Quase 25 anos depois dos atentados de 11 de setembro de 2001, uma vítima do World Trade Center foi identificada pelas autoridades de Nova York. A identificação foi anunciada nesta segunda-feira (24) e representa mais um avanço no trabalho que há décadas tenta dar nome às vítimas que permaneceram sem identificação após o ataque.
Segundo informações divulgadas pelo Gabinete do Médico Legista da Cidade de Nova York e pelo Departamento de Polícia de Nova York, a vítima mais recentemente identificada é uma mulher adulta.
A família, no entanto, decidiu manter o nome dela em sigilo.
Identificação ocorre décadas depois da tragédia
Os ataques de 11 de setembro de 2001 deixaram quase 3 mil mortos nos Estados Unidos e se tornaram um dos episódios mais marcantes da história contemporânea.
No World Trade Center, em Nova York, duas aeronaves foram lançadas contra as Torres Gêmeas. O impacto e o posterior colapso dos edifícios provocaram milhares de mortes e deixaram uma enorme quantidade de restos mortais, muitos deles extremamente fragmentados.

Desde então, autoridades trabalham na identificação das vítimas por meio de técnicas forenses cada vez mais avançadas.
A identificação mais recente demonstra que, mesmo quase um quarto de século depois, o trabalho de reconhecimento ainda não terminou.
Ciência mantém investigação aberta
O processo de identificação das vítimas do World Trade Center envolve análises de DNA e comparação com material genético fornecido por familiares.
Ao longo dos anos, avanços tecnológicos permitiram que restos que não podiam ser identificados inicialmente fossem novamente analisados.
É um trabalho lento e delicado. Em alguns casos, uma pequena quantidade de material biológico pode ser suficiente para estabelecer uma correspondência genética décadas depois da morte.
A identificação também representa uma resposta para familiares que passaram anos sem saber se os restos encontrados pertenciam aos seus entes queridos.

Quase 25 anos de espera
O atentado aconteceu em 11 de setembro de 2001, quando quatro aviões comerciais foram sequestrados por integrantes da organização terrorista Al-Qaeda.
Dois aviões atingiram as Torres Gêmeas, outro atingiu o Pentágono, na Virgínia, e um quarto caiu em uma área rural da Pensilvânia depois que passageiros e tripulantes tentaram retomar o controle da aeronave.
Os ataques mataram quase 3 mil pessoas e provocaram profundas mudanças na segurança dos Estados Unidos e nas relações internacionais.
No caso das vítimas do World Trade Center, porém, uma parte da história permanece ligada a um trabalho silencioso que continua até hoje: dar nome às pessoas que morreram naquela manhã.
Entenda o contexto
Os ataques de 11 de setembro de 2001 foram realizados por integrantes da Al-Qaeda, que sequestraram quatro aviões comerciais nos Estados Unidos. Dois deles atingiram as Torres Gêmeas do World Trade Center, em Nova York, enquanto outro atingiu o Pentágono e o quarto caiu na Pensilvânia.

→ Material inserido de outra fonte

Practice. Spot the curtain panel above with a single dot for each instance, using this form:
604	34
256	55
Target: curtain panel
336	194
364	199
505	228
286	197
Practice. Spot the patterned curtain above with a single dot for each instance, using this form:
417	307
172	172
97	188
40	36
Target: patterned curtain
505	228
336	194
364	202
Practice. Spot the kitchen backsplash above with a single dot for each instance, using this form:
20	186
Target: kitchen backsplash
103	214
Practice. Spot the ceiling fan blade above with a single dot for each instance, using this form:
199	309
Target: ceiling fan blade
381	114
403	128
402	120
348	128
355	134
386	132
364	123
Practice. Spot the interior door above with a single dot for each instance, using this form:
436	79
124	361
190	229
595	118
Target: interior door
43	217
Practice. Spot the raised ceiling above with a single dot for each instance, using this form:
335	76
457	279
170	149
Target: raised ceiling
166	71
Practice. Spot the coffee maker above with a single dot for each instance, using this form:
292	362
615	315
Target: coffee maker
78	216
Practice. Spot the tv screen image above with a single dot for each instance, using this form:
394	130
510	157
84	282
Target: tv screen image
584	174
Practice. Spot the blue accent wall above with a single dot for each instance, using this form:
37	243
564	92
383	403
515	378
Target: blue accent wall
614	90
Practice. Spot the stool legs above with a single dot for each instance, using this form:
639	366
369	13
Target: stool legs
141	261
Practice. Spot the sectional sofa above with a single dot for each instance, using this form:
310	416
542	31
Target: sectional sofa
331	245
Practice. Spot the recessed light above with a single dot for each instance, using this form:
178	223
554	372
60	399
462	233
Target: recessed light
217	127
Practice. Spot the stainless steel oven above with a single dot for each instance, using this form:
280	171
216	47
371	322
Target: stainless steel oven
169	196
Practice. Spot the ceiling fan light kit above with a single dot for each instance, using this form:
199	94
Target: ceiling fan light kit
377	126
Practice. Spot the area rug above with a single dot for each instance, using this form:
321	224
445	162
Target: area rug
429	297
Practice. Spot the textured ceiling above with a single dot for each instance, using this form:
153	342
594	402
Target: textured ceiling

Quase 3 mil pessoas morreram nos atentados. Desde então, autoridades de Nova York mantêm um trabalho de identificação dos restos mortais encontrados no local do World Trade Center. Com o avanço das técnicas de análise genética, novas vítimas continuam sendo identificadas décadas depois da tragédia.
A identificação anunciada agora envolve uma mulher adulta cuja família optou por não divulgar o nome.